Recommended Viewing: What Was Ours

Start the New Year right by checking out this illuminating documentary: What Was Ours. It’s past time those of us in the States learned about the people whose ancestral lands, and often current lands, we occupy. And I mean learn about the people living now, not just their ancestors. Over and over I see Indigenous People ask that others 1) Realize they are still here and didn’t get wiped out entirely 2) See them in their current context instead of pretending they haven’t changed in hundreds of years.

It’s no accident that most Americans cannot and will not do either.

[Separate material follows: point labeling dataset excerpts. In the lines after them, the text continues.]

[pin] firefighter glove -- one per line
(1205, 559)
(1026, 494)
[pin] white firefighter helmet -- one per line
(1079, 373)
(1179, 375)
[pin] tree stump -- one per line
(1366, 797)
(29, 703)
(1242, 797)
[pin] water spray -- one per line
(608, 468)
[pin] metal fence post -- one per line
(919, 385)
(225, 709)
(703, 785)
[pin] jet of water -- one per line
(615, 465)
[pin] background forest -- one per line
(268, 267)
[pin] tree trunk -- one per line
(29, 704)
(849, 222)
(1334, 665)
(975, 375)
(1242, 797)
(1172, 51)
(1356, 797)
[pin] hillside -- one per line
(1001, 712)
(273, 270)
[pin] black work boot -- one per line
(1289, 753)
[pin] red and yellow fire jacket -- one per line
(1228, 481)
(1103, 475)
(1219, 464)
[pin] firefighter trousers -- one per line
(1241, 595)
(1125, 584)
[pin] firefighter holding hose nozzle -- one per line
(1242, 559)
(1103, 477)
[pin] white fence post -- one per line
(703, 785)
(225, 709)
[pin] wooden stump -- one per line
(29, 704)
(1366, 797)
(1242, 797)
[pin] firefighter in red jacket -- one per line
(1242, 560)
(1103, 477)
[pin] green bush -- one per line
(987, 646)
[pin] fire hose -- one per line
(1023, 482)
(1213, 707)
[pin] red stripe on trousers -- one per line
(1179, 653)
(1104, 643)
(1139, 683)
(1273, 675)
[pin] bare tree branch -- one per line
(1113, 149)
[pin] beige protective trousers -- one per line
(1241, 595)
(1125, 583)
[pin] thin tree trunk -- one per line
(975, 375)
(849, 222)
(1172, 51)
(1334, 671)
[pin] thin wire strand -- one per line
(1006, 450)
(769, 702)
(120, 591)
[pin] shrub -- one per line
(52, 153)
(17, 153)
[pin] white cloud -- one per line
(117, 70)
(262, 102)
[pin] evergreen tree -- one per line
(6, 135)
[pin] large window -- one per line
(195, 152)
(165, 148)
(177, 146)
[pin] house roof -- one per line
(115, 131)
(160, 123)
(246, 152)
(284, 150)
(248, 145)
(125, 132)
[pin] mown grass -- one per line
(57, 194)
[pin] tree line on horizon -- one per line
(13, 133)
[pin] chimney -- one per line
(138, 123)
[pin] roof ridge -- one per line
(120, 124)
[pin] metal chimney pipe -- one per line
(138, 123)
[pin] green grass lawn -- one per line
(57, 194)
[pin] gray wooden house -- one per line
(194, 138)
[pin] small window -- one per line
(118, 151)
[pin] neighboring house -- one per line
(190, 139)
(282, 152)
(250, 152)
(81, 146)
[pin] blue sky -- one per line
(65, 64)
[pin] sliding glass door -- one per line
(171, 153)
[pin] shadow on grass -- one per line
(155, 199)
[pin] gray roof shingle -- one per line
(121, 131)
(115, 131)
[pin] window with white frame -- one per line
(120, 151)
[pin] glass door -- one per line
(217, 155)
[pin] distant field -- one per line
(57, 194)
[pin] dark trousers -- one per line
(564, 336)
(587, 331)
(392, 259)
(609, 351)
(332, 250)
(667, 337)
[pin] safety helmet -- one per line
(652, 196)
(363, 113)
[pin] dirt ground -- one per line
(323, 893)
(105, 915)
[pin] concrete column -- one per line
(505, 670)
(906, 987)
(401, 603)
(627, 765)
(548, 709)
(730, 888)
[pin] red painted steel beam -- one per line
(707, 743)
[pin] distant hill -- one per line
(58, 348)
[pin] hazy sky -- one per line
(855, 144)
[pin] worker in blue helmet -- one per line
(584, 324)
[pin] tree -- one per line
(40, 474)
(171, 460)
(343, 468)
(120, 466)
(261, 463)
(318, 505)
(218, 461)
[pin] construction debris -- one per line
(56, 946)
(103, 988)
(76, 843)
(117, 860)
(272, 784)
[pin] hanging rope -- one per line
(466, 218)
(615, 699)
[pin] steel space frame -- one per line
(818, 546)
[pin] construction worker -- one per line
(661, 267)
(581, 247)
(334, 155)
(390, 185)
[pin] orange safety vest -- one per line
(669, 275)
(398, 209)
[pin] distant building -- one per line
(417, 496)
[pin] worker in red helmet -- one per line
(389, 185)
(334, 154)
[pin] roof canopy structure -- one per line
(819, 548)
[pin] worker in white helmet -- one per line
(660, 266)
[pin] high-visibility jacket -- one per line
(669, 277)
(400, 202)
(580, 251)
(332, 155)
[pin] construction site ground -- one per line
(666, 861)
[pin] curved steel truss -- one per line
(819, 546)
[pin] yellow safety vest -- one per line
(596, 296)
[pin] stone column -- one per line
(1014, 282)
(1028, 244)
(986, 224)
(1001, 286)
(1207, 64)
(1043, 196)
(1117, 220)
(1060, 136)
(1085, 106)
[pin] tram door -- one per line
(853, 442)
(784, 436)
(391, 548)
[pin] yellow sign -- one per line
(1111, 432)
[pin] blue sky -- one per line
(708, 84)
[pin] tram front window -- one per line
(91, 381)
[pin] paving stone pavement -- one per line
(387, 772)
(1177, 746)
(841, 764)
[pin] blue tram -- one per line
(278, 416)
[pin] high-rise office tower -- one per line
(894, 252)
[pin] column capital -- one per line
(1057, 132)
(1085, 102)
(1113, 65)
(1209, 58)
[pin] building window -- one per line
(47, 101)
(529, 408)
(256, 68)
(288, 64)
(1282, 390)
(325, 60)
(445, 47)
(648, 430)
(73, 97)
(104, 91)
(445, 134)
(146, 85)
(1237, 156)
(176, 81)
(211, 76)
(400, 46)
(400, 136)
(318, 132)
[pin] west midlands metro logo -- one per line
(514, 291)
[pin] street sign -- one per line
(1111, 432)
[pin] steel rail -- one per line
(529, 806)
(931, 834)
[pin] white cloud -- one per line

As I write this, they’re building another deadly tar sands pipeline in Northern Minnesota, ON ANISHINAABE LAND, against the express wishes and protests of the Red Lake Band of Chippewa and the White Earth Band of Ojibwe and anyone who cares about clean water and soil and sustainability and LIFE.

The genocide of Indigenous Peoples isn’t historical record, it’s on going fact. From Missing and Murdered Indigenous Women to the US consistently breaking treaties to sustained attempts to wipe out Indigenous cultures entirely through forced assimilation and preventing tribes from having access to their own artifacts and histories.


The last bit brings us to today’s recommended viewing. Here’s the synopsis from the Vision Maker Media page for What Was Ours:

“An Eastern Shoshone Elder and two Northern Arapaho youth living on the Wind River Indian Reservation attempt to learn why thousands of ancestral artifacts are in the darkness of underground archives of museums and churches, boxed away and forgotten. Like millions of indigenous people in many parts of the world, they do not control their own material culture. It is being preserved, locked away, by ‘outsiders’ who themselves do not know what they have.”

What Was Ours is streaming on amazon and may be available through PBS, where it has also aired. The one issue I had is amazon’s and not the films. I use subtitles, and for some awful reason, whoever made the English subtitles very often included “[mumbles]” instead of bothering to learn and transcribe Arapaho and Shoshone terms and sometimes, just words in general that even I, with my audio processing issues, could make out. I found the lazy subtitles with their gross accusations that the speakers weren’t speaking clearly EXTREMELY OFFENSIVE on multiple levels. So know that if you too use subtitles, that’s what you’re getting, but hearing people can in fact understand the speakers if they try.

I know this post could generally be considered depressing, but silence is violence and choosing not to learn the truth about the empire you live in and the atrocities it continues to commit in your name is a moral choice. I’d rather know so I can do the things that need done while also learning how to be a better, more respectful, more educated and inclusive person in general.

The film is brilliant and enjoyable and illuminating. I learned a lot and now have an even broader understanding of my commitments to landback and native sovereignty.